Er wollte der sein, der die Union in neue alte Höhen führt, der einen neuen Politikstil nach der Ära Merkel verkörpert, der CDU und CSU gemeinsam wieder in das konservative Segment des politischen Spektrums zurückführt. Kurzum, Markus Söder hielt sich für den Einzigberufenen und dachte – nachdem er sich extrem lange (vielleicht zu lange) bitten ließ – nun als eine Art Erlöser über die CDU zu kommen und dann stante pede ins Kanzleramt zu marschieren. Doch er hat die Rechnung ohne die strukturverknöcherte CDU gemacht, die überall in Deutschland regiert, nur nicht in Bayern.

Es sind nicht einmal die Preußen, die den Franken verhindern, der Bayern regiert und die CSU führt. Es sind vor allem jene, die nicht nur auf Umfragen setzen, sondern auf die wichtigste Basis einer repräsentativen Demokratie: die gewählten Organe. Und dort hat Armin Laschet als gerade erst ins Amt gekämpfter Parteivorsitzender die Loyalität seines Präsidiums und Vorstandes angemahnt. Viele haben in dieser Loyalitätsfalle natürlich auf den Frischgewählten gesetzt, weil sie weder den eigenen Parteivorsitz noch den Ministerpräsidenten des bevölkerungsreichsten Bundeslandes Nordrhein-Westfalen massiv schwächen wollten. Und weil für sie das Wort zählt. Denn Vertrauen ist für die Politik die wichtigste Währung. Diese Komponente hat Söder unterschätzt. Zudem wurde er selbst fast wortbrüchig, hatte er doch gesagt, er akzeptiere die Entscheidung der CDU, nur um sie doch umgehend anzuzweifeln. Ein denkbar schlechter Start für jemanden, der eine der wichtigsten Industrienationen der Welt führen will. Söder war sich seiner Kraft zu sicher und hat zu sehr auf die Umfragen geschaut. Söder mag der Umfragekönig sein, aber er ist eben zu wenig Taktiker. Das hat sich nun gerächt. Weil Laschet hinter den Kulissen offensichtlich geschickter agiert.

Legitimer Machtkampf

Grundsätzlich hat der Bayer mit seinem Machtkampf ein legitimes Mittel gewählt. Politik ist immer Wettstreit der besten Ideen und am Ende entscheidet die Mehrheit, wer die besseren Ideen hat. Aber dazu gehören Kompromiss und das Akzeptieren einer Niederlage. Hier hat Söder zu lange gepokert und damit die Partei nachhaltig geschwächt. Es mag sein, dass nun viele Söder-Anhänger abspringen, die mit Laschet als Kanzlerkandidat nicht können. Aber noch mehr werden sich fragen, ob man der Union in dieser Schwächephase im Bund überhaupt genug vertrauen kann – nach 16 Jahren an der Macht.

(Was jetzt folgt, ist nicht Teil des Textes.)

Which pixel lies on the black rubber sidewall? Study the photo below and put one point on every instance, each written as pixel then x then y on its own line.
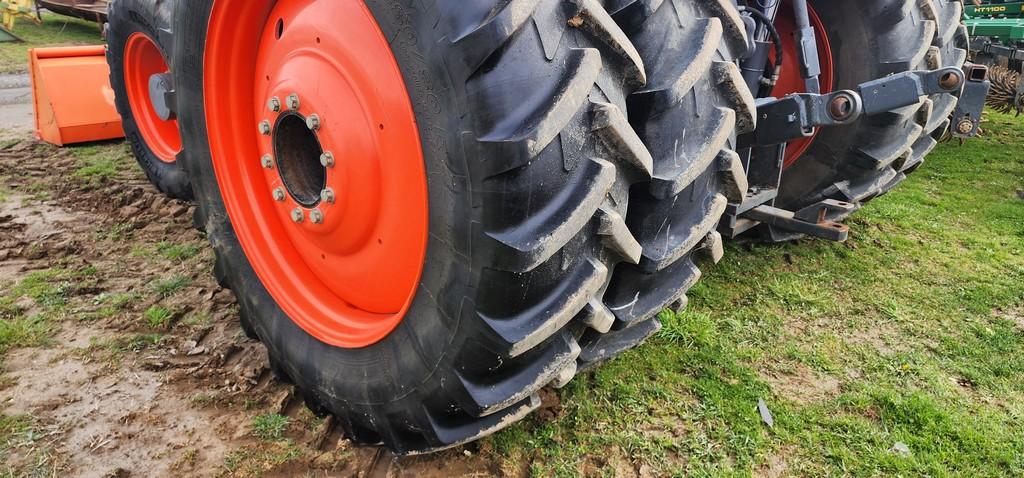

Und hier kommt nun Angela Merkel ins Spiel. Sie hat sich zwar nicht in diesen Machtkampf eingemischt, ist auffallend neutral geblieben, aber sie hat zuvor über Jahre einen geordneten Übergang in ihrer Partei und vor allem im Zusammenspiel mit der Schwesterpartei in München verzögert. Ihre auserkorene Nachfolgerin Annegret Kramp-Karrenbauer war der Aufgabe nicht gewachsen. Ihre langjährige Vertraute Ursula von der Leyen ist von ihr nach Europa empfohlen worden – und agiert doch auch nicht immer mit überbordendem Geschick. Es wirkt eher so als wenn alle Ambitionierten ausgebremst wurden – vielleicht hat sich in ihren Augen ja niemand wirklich für das große Amt empfohlen.

Gleichwohl, Merkel trägt an diesem Bruchbild der Partei eine gehörige Mitschuld. Insofern zeigt der Aufstieg von Armin Laschet einige Parallelen zum Start von Merkel. Er hat immerhin in diesem Machtkampf Standfestigkeit bewiesen, auch wenn er nicht aller Welt Darling ist. Das könnte ein guter Anfang für den Aachner sein. Auf der Weltbühne ist so jemand gefragt. Einer, der sich nicht von jeder Umfrage treiben lässt bei seinen Entscheidungen. Damit ist er Merkel durchaus ähnlich. Und was aus ihr dann auf der Weltbühne wurde, ist ja hinlänglich bekannt.